Le mode de développement actuel recherche l’amélioration du bien-être par l’augmentation des quantités produites, l’élargissement de marchés solvables, l’accroissement des échanges et des transports. L’extension sans limite des échanges marchands et monétaires entraîne l’augmentation de la consommation de biens non durables, l’énergie pétrolière au premier chef, et cela sans considération des effets négatifs provoqués dans le domaine social ou celui de l’environnement. C’est ce processus que l’on désigne aujourd’hui sous le vocable de mondialisation.
La mondialisation repose sur les transports. Sans transports, pas de mondialisation. Or la mondialisation, comme on va le voir, s’engage dans une voie sans issue.

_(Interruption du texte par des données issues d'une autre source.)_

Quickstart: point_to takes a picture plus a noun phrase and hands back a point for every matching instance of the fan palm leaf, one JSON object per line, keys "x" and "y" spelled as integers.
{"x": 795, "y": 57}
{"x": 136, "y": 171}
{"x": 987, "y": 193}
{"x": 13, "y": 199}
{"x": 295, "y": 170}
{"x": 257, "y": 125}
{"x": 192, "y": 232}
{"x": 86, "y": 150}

Comment s’en sortir ? L’économie de proximité est-elle susceptible de fournir une réponse ? Voyons d’abord quelques chiffres.
– I – La mondialisation dans l’impasse
• A. Un modèle de croissance à caractère explosif
– La méthode mise au point par le Suisse Mathis Wackermagel voici quelques années a l’avantage de permettre des comparaisons internationales, grâce à un étalon commun. La consommation de ressources par les hommes (chauffage, carburant, eau ou denrées alimentaires) n’est pas exprimée en kilos, litres ou kilowatts comme il est de tradition mais en mètres carrés : la surface nécessaire pour produire des ressources. La planète nous fournit une surface biologique productive (terres et espaces marins) de 1,9 ha par habitant. Or depuis les années 70, notre empreinte écologique, à savoir la pression que nous exerçons en consommant des ressources et en produisant des déchets, est aujourd’hui de 2,9 ha en moyenne. En d’autres termes, nous vivons sur les réserves de la planète que nous sommes en train d’épuiser.
– Une autre façon d’illustrer ce problème consiste à évaluer, pour chaque pays, ce que la planète peut globalement offrir en termes de ressources non renouvelables. La moyenne mondiale est aujourd’hui d’environ 1,35 planète. En Chine, la moyenne est de 0,9 planète (0,3 au Bangladesh). Mais aux Etats-Unis, la consommation de ressources atteint 6 planètes ! Nous vivons manifestement au-dessus de nos moyens.
– C’est à dessein que j’ai cité la Chine et les Etats-Unis. Car en 2050, selon les Nations unies, la population de la Chine et de l’Inde atteindra 3 milliards, le tiers de la population mondiale. Or depuis les années 80 la Chine se développe à un train d’enfer, 8 à 10 % l’an, et l’Inde n’est pas loin derrière, avec des taux de croissance 6 à 8 % l’an. A ce rythme-là, la consommation de ressources du monde pourrait atteindre, voire dépasser 6 à 10 planètes, une perspective clairement insoutenable.
• B. Les transports, fondement de la mondialisation, sont clairement les principaux responsables (mais nullement les seuls, bien sûr).
Sans transports, pas de mondialisation. Depuis le XVIe siècle, le libre-échangisme a encouragé, grâce à des coûts de transport constamment réduits, le développement des échanges commerciaux sur toute la surface de la planète. Au cours des 50 dernières années le commerce international a littéralement explosé. Il a certes été porteur de progrès, mais aussi d’innombrables « désaménités ».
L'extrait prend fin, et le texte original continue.